The present invention relates, in general to a method for enhancing solid materials, and more particularly, to a novel method for enhancing aluminum nitride.
In the past sputtered aluminum nitride films have been utilized in a variety of microelectronics applications. One disadvantage of these prior films is the poor chemical stability of the as-deposited films. As-deposited, the sputtered aluminum nitride films contain a high percentage of dangling chemical bonds, are relatively porous, are less dense than epitaxially-grown single crystal aluminum nitride, and do not have a high degree of preferred crystal orientation. These physical properties make the prior films highly reactive with hot aqueous solutions and other liquid chemicals, leading to hydrolysis, oxidation or dissolution of the aluminum nitride films.
The prior as-deposited films can also readily absorb and react with trace oxygen or moisture in the processing gases at an elevated temperature. Additionally, these films may have poor preferred orientation and a high degree of crystalline defects.
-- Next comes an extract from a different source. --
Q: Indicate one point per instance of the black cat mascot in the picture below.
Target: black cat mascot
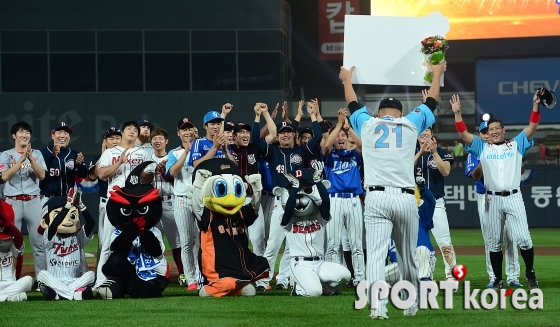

Aluminum nitride contaminated with trace amounts of oxygen and having poor preferred orientation can result in poor piezoelectric properties when used in acoustic wave devices.
Treatment of thin films with aqueous solutions or gas mixtures at elevated temperatures are commonly employed in the processing of semiconductor devices. Accordingly, it would be desirable to fabricate an aluminum nitride film that is chemically non-reactive with such solutions and gases.
Additionally, it would be desirable to fabricate aluminum nitride thin films which are particularly suited for piezoelectric devices such as Surface Acoustic Wave (SAW) transducers or resonators.